I had an old and very conservative Poli Sci professor who used to tell us, “Of course your nation is ruled by an elite. Every nation is! The common people only get to sneak in part of their agenda when there is contention in the elite.” Roosevelt did this by forming a coalition with the voters over the heads of the economic royalists. Obama has formed a coalition with the economic royalists over the heads of the voters. Yes, it has produced some results that are much better than the Republicans would have, but I can’t project that we “will have a great record by 2012,” from where we stand now. It’s still very much in play.
For that reason, I do very much agree that an absolutely crucial part of building ‘a great record by 2012′ is to turn our fire away from our underachieving Democrats toward the nation’s real enemies: Republican office holders who really don’t care what happens to the nation, the lumpen-fascists, and their abettors in the national media. There’s an election on. Time’s a-wastin’.
I agree with your conclusion but I think you’re guilty of ahistorical reasoning. FDR charted a center-left course, too. The difference is that, back then, the country (and the world) was being roiled by extreme left-wing agitation. Very few liberals of the time were satisfied with FDR’s domestic or economic program or teams. For just one example, let’s look at who FDR chose for his first Treasury Secretary:
Can’t you hear Jane Hamsher and David Sirota’s heads exploding as the new great hope and supposed liberal president chooses a Republican industrialist to head the Treasury Department?
History can play tricks on you. Rich people rule our world, always have, and always will.
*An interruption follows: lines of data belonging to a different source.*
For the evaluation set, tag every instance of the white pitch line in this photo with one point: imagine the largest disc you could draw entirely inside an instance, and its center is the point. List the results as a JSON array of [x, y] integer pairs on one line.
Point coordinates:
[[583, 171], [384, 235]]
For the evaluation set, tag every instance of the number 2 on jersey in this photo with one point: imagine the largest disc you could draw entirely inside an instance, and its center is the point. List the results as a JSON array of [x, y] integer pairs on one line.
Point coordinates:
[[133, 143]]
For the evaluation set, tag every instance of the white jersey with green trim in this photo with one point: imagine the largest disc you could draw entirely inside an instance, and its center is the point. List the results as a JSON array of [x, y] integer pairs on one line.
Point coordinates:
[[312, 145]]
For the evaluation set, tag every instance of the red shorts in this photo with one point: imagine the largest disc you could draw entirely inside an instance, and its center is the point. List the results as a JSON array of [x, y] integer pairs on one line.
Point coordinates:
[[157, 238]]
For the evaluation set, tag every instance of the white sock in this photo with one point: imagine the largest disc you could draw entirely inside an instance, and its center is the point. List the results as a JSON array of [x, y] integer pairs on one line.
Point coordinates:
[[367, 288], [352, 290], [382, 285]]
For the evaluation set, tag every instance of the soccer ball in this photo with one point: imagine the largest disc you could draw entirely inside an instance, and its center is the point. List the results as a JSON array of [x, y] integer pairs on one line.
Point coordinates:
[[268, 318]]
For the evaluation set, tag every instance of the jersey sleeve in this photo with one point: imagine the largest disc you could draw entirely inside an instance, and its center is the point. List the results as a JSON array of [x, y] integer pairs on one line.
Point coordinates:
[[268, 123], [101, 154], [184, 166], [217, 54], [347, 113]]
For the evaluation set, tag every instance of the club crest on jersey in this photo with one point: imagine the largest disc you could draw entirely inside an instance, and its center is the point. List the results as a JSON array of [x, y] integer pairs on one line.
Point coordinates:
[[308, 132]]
That’s not the important part of politics. That’s the given under which all political action operates.
Woodlin didn’t come from the stock churners who had just crashed the stock market. He came from the productive sector, which FDR was trying to revive, so everyone could get back to work. Tim Geithner came from precisely the company most responsible for crashing the market.
I have nothing against contrarian appointments – if they accomplish their purpose. FDR’s contrarians were perhaps best exemplified by appointing stock churner Joe Kennedy to head the SEC – setting the fox to guard the henhouse. The difference is that Kennedy did a great job forwarding a center-left agenda of regulation of stock trading. I don’t see any evidence that Geithner has served any useful purpose once his presence stopped the panic on Wall Street. What has he done for me lately?
Geithner doesn’t come from a company. He never worked for Goldman Sachs or any other major financial company. His only private sector experience is his decades-old work for Kissinger Associates.
I agree that he should be replaced, but that was also true of FDR’s first pick for the job.
My error. Geithner was just at the Fed in New York enabling all of the outrages, not at G-S committing them.
Correct.
But it should be noted that the number of people ‘enabling’ the fraud on Wall Street includes our entire Congress and all of our government’s relevant regulatory agencies.
Agreed. Very much including “moderate” Democrats like Bill Clinton and “liberal” Republicans like Jim Leach, along with the usual “conservatives” like Phil Gramm and Tom Bliley.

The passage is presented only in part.